Festival per l’Economia, nella seconda giornata si è parlato di divario tra Nord e Sud Analizzata la situazione del reddito delle regioni meridionali, che risulta inferiore del 40% rispetto alle regioni del Nord
Continua all’insegna dei grandi temi la seconda giornata del Festival per l’Economia. Si parte dalle scuole, con l’incontro “La moneta moderna spiegata ai ragazzi”, in scena all’Istituto comprensivo Buccarelli, con Francesco Romano (dottore commercialista) e Stefano Sanna referente economico Rete MMT. Qui si è cercato di spiegare ai giovani studenti come uno Stato, attraverso la moneta, possa offrire loro un futuro dignitoso.

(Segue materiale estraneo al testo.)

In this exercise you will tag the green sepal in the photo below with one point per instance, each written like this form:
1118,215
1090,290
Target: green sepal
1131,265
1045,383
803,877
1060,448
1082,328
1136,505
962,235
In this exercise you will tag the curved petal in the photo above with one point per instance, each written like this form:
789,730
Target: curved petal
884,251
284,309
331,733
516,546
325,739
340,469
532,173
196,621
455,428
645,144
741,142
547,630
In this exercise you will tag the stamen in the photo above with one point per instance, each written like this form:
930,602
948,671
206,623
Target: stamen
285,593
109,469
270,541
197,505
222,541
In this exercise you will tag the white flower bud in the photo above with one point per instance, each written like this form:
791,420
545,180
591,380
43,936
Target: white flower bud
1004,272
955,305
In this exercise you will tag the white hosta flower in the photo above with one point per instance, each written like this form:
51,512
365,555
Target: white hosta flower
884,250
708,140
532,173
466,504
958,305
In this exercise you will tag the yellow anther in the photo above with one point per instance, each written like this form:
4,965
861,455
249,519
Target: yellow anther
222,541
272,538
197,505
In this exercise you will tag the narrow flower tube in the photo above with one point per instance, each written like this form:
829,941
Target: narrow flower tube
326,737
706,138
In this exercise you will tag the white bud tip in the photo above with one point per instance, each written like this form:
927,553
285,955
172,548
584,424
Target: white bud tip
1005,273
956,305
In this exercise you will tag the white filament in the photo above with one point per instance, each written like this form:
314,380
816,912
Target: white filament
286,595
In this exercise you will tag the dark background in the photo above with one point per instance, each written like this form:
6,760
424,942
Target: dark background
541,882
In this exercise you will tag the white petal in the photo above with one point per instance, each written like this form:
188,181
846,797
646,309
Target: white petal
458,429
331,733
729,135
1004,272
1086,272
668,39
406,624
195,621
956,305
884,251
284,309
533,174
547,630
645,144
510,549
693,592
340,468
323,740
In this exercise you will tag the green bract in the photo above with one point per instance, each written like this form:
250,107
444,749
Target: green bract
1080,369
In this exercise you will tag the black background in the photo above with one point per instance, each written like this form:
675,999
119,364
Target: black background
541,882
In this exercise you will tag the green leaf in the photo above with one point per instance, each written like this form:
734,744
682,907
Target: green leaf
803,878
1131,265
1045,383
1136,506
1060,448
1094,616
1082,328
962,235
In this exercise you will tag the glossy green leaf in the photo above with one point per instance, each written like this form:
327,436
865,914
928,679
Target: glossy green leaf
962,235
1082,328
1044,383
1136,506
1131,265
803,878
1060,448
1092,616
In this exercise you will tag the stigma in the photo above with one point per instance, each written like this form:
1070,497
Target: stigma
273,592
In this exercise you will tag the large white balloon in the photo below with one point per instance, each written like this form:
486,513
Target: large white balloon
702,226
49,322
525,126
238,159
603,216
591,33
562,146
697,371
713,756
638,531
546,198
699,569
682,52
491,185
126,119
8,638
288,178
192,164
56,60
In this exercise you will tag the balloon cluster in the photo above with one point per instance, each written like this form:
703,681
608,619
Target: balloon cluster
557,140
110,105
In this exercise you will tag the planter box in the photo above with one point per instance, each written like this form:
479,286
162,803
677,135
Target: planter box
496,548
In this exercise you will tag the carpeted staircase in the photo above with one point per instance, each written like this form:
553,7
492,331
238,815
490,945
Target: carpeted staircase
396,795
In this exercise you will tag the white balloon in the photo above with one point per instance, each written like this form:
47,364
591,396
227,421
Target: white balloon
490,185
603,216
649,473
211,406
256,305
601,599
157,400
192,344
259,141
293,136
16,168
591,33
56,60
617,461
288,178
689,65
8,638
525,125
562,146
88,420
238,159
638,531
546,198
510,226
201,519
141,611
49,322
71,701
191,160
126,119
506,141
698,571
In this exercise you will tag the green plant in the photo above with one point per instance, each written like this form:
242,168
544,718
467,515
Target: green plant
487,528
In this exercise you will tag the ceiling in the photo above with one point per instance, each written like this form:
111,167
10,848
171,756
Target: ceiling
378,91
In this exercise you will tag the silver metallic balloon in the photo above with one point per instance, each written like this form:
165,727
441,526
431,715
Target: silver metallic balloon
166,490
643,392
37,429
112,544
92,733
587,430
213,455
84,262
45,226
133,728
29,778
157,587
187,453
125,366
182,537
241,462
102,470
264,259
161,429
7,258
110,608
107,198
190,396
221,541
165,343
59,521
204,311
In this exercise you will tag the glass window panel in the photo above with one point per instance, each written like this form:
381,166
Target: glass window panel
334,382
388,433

“Perchè il Mezzogiorno non si sviluppa: cause antiche e recenti” ci si è interrogati, grazie al contributo di Vittorio Daniele e Paolo Malanima, docenti università “Magna Graecia”, ed alla giornalista Concetta Schiariti, sulle problematiche che non consentono di superare il divario del Mezzogiorno rispetto al Centro- Nord. Analizzata la situazione del reddito delle regioni meridionali, che risulta inferiore del 40% rispetto alle regioni del Nord. In estrema sintesi, questi indicatori sintetici della situazione della varie realtà italiane, indicano l’inferiorità del reddito rispetto alla media nazionale.
Le scelte e non scelte della politica hanno indubbiamente inciso sul ritardo economico ma, valutato il contesto europeo, in tutti gli Stati esiste un divario “economico” interno. Ci sono regioni ricche ma, accanto, regioni particolarmente povere. L’Italia, all’indomani dell’Unità, vantava una notevole diffusione di attività artigianali. Quando l’industria ha cominciato a concentrarsi nel Nord ovest, il reddito medio è cresciuto così come le differenze. Contestualmente il Mezzogiorno, soprattutto per la mancanza di capitale sociale, non si è industrializzato.
Con Warren Mosler, tra i maggiori economisti dell’epoca moderna, è stata affrontata la Modern Money Theory, la teoria che capovolge le logiche economiche e sociali che minano il nostro vivere. Osservazione e pratica sono state le basi che hanno permesso la nascita di questa teoria nel 1993. In quel periodo la crisi portò l’Italia ad alti tassi di disoccupazione tanto da temere il default dello Stato. La partecipazione degli studenti ha fatto emergere questioni attuali: ci sono soggetti che guadagnano dalla crisi? La risposta è affermativa. Ad iniziare dai politici ma anche quanti gestiscono le bancherotte ed i fallimenti. Parlando delle politiche, l’austerity, imposta dall’Unione Europea, ha portato ad un generale abbassamento dello stile di vita. Tutto l’opposto di quanto dovrebbero auspicare gli intellettuali progressisti.
La sezione pomeridiana ha posto l’accento sul Jobs act e sulle eventuali opportunità lavorative che un decreto può suscitare. A tal proposito, l’intervista a Gennaro Sanguiliano, autore del libro “Il quarto Reich”. La Germania, anche grazie alla costituzione dell’Unione Europea, è riuscita a conquistare l’egemonia economica. Oltra al giornalista Rai, Marina Calderone, presidente consiglio nazionale ordine dei consulenti del lavoro; Warren Mosler, economista e Rosario De Luca presidente Fondazione studi consulenti del lavoro sono stati i principali attori della tavola rotonda che ha avuto il pregio di analizzare il ruolo attuale dell’Italia nello scenario europeo. I lavori si sono conclusi con l’appuntamento “Come lo Stato distrugge lavoro”. L’accento è stato posto sui vincoli che lo Stato impone alle imprese ed ai professionisti. Vincoli che ostacolano la produzione per le aziende, lo sviluppo per il libero professionista. In tale circostanza sono intervenuti: Vincenzo Boccia, comitato tecnico credito e finanza Confindustria; il procuratore della Repubblica Mario Spagnuolo; Marina Calderone, presidente consiglio nazionale ordine dei consulenti del lavoro; Aldo Ferrara, presidente Piccola industria Unindustria Calabria e Giuseppe Buscema dell’ordine dei consulenti del lavoro.